Au garage des Ndiaga Ndiaye, c’est le chaos total. En plus de la bousculade, les prix ont été doublés. Impossible de voir un seul client qui attend, tous sont préoccupés par la foule de personnes qui attend les bus Dakar Dem Dikk, s’inquiétant de savoir s’ils auront une place même debout.

Le terminus Dakar Dem Dikk des Parcelles assainies grouille de monde. Tous les clients des bus TATA se ruent vers les bus marron-beige. Ces derniers sont remplis sur place par les clients qui s’échangent des propos pour le moins respectueux. Car, certains ont du mal à suivre la file.


DES REVENDICATIONS PAS ENCORE SATISFAITES

Tous comme les autres terminus des bus TATA, celui de la ligne 61 est aussi à l’arrêt. Les travailleurs respectent le mot d’ordre de grève. Ils sont habillés en rouge pour certains, d’autres arborent des brassards rouges autour des poignées et de la tête. Ils discutent tranquillement entre eux dans un de leurs bus sous les yeux des clients impuissants face à cette situation. Ces travailleurs réclament l’augmentation du nombre de chauffeurs et de meilleures conditions de travail.

Mor Sary Dieng, le porte-parole du jour de ces travailleurs de la ligne 61 à Keur Massar s’exprime. “Nous en avons marre de cette situation qu’on vit depuis plusieurs années maintenant. Nous travaillons de 4h du matin à 23h ou 00h pour certains mais les transporteurs ne voient pas les efforts que nous faisons. Quand nos machines montrent des défauts, certains des patrons le déduisent de nos salaires. S’il nous arrive de ne faire que 100.000 F CFA de gains journaliers, ils ne sont pas contents car nous devons en faire beaucoup plus comme si tous les jours sont pareils. Nous sommes fatigués de vivre ce manque de respect de leur part car en plus de cela, nous n’avons pas de bons salaires. Nous voulons des contrats pour bien mener notre travail.
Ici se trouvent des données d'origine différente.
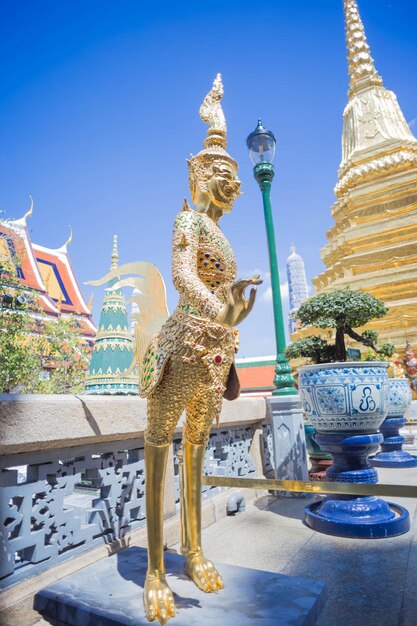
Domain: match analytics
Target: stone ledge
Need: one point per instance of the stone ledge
(42, 422)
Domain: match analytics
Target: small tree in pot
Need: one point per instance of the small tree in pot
(342, 310)
(346, 404)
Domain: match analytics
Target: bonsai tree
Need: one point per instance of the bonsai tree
(342, 310)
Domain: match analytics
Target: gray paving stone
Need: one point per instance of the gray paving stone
(109, 593)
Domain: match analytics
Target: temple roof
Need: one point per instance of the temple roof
(46, 271)
(256, 375)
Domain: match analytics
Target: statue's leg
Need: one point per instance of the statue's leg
(165, 406)
(202, 408)
(158, 598)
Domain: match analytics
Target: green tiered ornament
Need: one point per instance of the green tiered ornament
(110, 370)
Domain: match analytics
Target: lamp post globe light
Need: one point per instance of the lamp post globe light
(261, 144)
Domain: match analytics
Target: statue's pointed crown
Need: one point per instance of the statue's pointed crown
(215, 142)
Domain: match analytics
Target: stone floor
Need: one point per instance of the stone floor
(371, 582)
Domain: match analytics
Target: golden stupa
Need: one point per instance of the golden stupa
(373, 243)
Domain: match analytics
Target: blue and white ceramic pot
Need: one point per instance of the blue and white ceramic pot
(392, 454)
(347, 403)
(344, 397)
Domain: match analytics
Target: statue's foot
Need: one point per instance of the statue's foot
(203, 573)
(158, 599)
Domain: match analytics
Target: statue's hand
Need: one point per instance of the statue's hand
(238, 307)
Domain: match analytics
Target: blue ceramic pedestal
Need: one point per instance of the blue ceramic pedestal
(392, 454)
(350, 516)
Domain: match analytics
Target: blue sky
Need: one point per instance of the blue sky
(99, 110)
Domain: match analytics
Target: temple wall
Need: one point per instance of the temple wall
(72, 477)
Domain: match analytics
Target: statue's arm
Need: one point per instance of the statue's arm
(184, 265)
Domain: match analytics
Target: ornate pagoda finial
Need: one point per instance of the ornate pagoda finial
(29, 213)
(69, 240)
(114, 254)
(362, 71)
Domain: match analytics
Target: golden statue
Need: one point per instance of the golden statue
(189, 363)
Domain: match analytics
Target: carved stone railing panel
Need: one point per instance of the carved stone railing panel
(70, 501)
(268, 449)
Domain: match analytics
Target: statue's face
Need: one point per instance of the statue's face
(223, 186)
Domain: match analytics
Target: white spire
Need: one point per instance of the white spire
(362, 71)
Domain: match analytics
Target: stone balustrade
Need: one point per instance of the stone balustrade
(72, 472)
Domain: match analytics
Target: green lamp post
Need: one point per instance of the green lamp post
(261, 145)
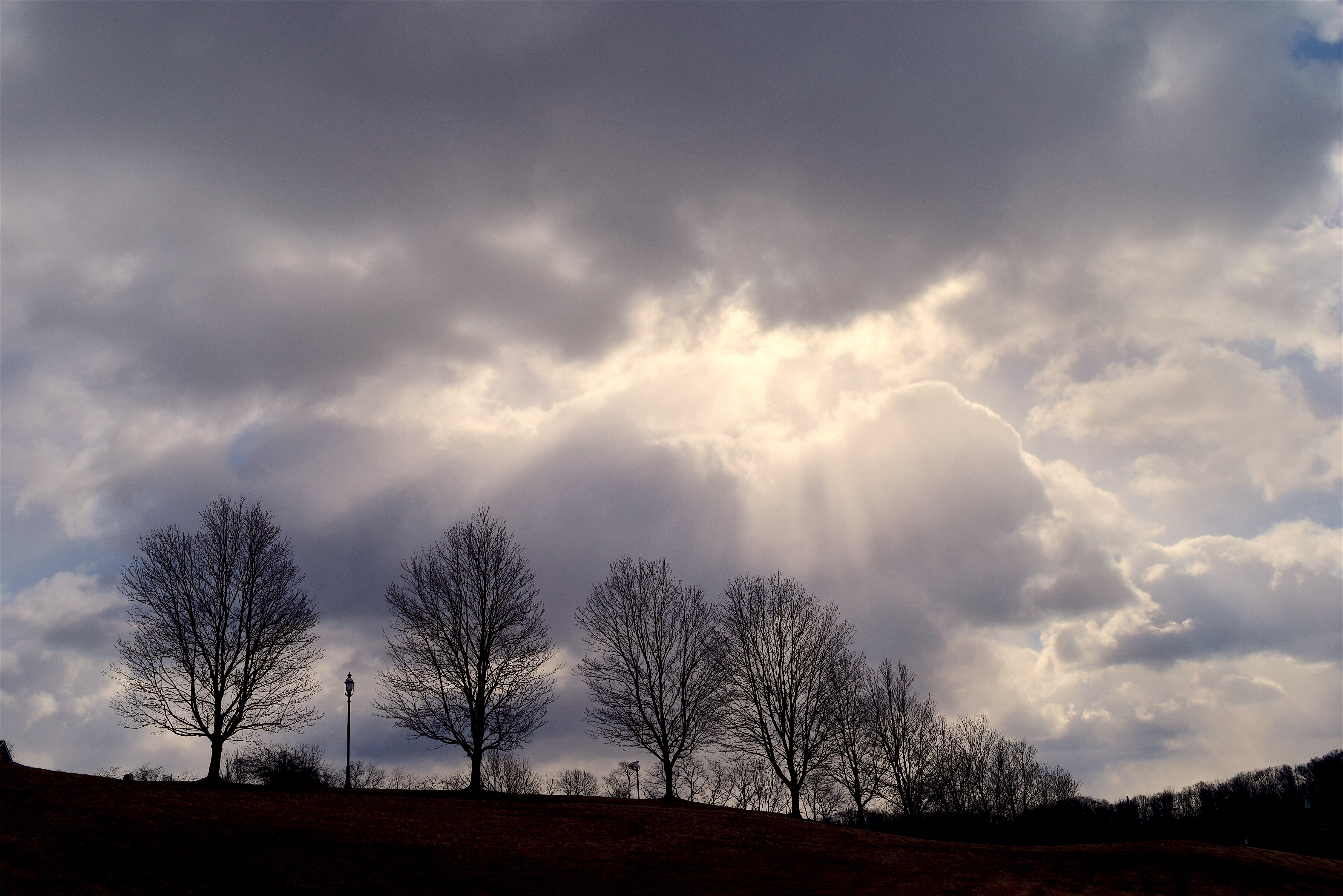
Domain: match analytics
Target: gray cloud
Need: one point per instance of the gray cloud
(699, 281)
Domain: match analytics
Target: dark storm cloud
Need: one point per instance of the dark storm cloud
(256, 248)
(837, 155)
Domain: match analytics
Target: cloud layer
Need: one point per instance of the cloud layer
(1011, 328)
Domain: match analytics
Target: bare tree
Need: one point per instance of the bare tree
(963, 768)
(689, 780)
(222, 637)
(286, 766)
(469, 644)
(652, 664)
(785, 659)
(574, 782)
(510, 774)
(908, 733)
(856, 765)
(620, 781)
(366, 776)
(750, 782)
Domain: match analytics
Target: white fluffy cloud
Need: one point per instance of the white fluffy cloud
(1031, 360)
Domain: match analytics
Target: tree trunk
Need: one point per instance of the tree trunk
(217, 754)
(476, 786)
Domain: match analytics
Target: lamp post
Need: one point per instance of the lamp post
(350, 692)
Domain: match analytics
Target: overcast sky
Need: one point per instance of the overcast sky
(1013, 330)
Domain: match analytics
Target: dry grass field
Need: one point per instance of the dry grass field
(65, 833)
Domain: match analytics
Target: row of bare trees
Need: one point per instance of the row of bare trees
(769, 679)
(758, 700)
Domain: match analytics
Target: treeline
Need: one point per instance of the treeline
(1293, 809)
(757, 700)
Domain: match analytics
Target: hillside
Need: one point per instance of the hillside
(66, 833)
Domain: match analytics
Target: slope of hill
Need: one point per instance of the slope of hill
(65, 833)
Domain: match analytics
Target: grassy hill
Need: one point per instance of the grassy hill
(65, 833)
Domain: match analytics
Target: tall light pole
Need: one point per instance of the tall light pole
(350, 692)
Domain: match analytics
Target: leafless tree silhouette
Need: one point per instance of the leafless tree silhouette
(856, 763)
(785, 656)
(574, 782)
(508, 773)
(908, 731)
(620, 781)
(222, 637)
(469, 644)
(653, 664)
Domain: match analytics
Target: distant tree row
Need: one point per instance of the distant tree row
(758, 700)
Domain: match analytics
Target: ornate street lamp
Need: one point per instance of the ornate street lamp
(350, 692)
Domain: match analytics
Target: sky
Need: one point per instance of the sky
(1013, 330)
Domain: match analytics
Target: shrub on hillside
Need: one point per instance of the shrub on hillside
(286, 766)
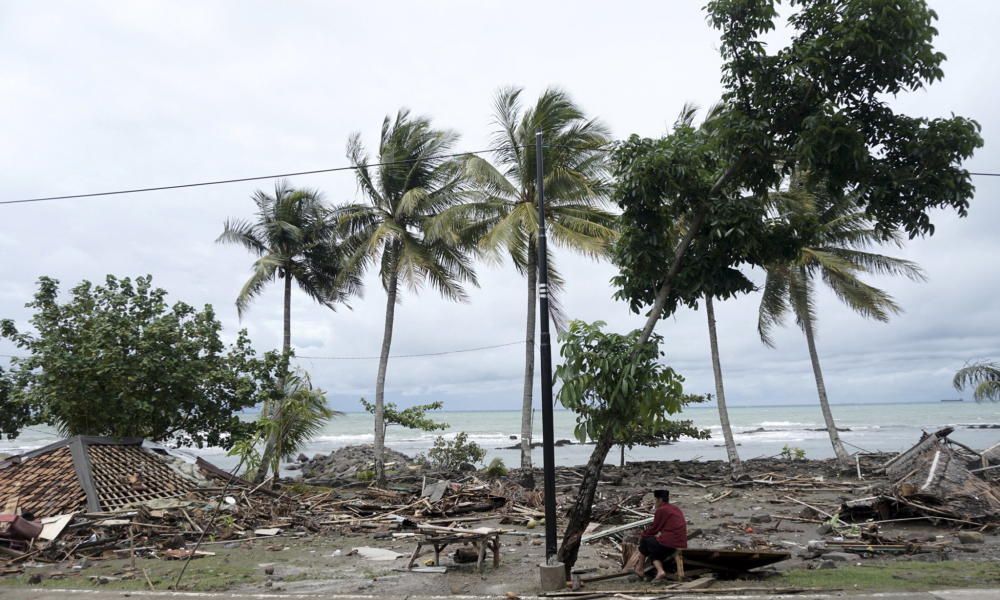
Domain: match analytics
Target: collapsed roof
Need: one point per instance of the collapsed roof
(84, 473)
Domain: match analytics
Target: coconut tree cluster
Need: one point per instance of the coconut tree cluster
(428, 214)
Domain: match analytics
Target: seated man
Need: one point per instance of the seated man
(661, 539)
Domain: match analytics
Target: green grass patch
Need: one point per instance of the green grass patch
(906, 575)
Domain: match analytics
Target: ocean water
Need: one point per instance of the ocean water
(873, 427)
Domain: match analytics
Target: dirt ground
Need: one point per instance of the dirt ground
(747, 515)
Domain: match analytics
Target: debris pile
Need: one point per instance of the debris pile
(128, 501)
(937, 478)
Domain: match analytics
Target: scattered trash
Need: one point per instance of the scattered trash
(375, 553)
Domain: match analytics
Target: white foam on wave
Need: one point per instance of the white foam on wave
(344, 438)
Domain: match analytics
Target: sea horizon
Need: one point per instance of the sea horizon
(760, 431)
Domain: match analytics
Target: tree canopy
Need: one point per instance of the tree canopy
(118, 360)
(819, 104)
(414, 417)
(616, 386)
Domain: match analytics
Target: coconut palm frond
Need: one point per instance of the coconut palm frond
(985, 376)
(866, 300)
(265, 270)
(880, 264)
(244, 233)
(300, 416)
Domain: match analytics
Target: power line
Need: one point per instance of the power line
(421, 355)
(239, 179)
(284, 175)
(442, 353)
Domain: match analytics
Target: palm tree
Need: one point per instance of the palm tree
(303, 414)
(401, 228)
(720, 392)
(838, 256)
(505, 212)
(293, 236)
(985, 376)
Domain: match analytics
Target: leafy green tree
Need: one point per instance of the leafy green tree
(401, 228)
(506, 214)
(617, 387)
(985, 376)
(450, 455)
(303, 414)
(821, 104)
(294, 237)
(838, 255)
(663, 433)
(414, 417)
(117, 360)
(739, 228)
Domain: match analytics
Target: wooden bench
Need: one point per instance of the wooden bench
(480, 541)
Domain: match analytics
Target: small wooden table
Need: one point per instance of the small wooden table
(480, 541)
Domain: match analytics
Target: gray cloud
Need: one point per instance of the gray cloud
(120, 94)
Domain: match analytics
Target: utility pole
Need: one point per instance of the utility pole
(545, 351)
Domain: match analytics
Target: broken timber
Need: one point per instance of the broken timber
(616, 530)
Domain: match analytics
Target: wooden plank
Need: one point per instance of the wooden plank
(619, 529)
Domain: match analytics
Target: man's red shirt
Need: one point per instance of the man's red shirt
(669, 527)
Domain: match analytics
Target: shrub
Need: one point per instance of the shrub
(451, 455)
(496, 468)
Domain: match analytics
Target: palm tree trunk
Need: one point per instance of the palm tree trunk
(383, 363)
(579, 514)
(273, 411)
(824, 403)
(720, 392)
(527, 475)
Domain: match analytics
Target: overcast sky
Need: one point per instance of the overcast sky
(110, 95)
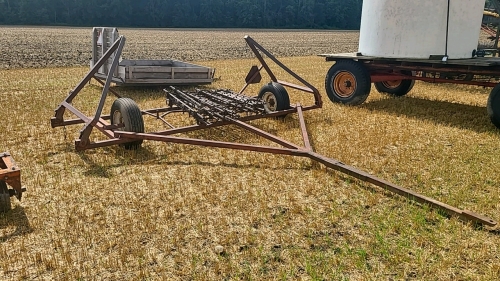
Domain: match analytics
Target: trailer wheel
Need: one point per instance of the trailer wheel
(125, 111)
(395, 87)
(5, 205)
(493, 106)
(275, 97)
(348, 82)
Nous vivons dans la précarité et pourtant nous avons des familles à entretenir, des besoins à gérer aussi. Aucun de nous n’a réussi à se payer même une petite baraque. Il faut que tout cela cesse, trop c’est trop”, gronde-t-il.

De l’avis de Ndongo Fall, les travailleurs disposent de contrats valides. “La grève est illégitime. D’ailleurs, ils ont déposé un préavis de grève, mais ce préavis ne concerne qu’AFTU, qui n’est qu’une association, avec 11 personnes comme personnel. AFTU n’a pas de chauffeurs ni de receveurs, ils devaient s’adresser aux membres du GIE”, a-t-il déclaré. Par rapport aux revendications, les salaires sont réglementés par l’État du Sénégal, dit-il. “Nous avons des contrats qui sont passés par l’Inspection du travail. D’ailleurs, chaque jour, on leur donne 2500 F CFA de gratuité. Ils ont leurs congés, une garantie sociale, une cotisation sociale.”

Ces travailleurs semblent déterminer à aller jusqu’au bout de leur combat. “Nous appelons le Président Macky Sall pour qu’il nous vienne en aide car nous avons espoir en lui en tant que chef de l’État. Après ces 48h de grève, si nous n’obtenons pas une suite favorable à notre demande, nous n’excluons pas de battre le macadam pour faire entendre nos voix”, lance alors Mor Sary Dieng avant que ses collègues ne commencent à crier à l’unisson leur ras-le-bol.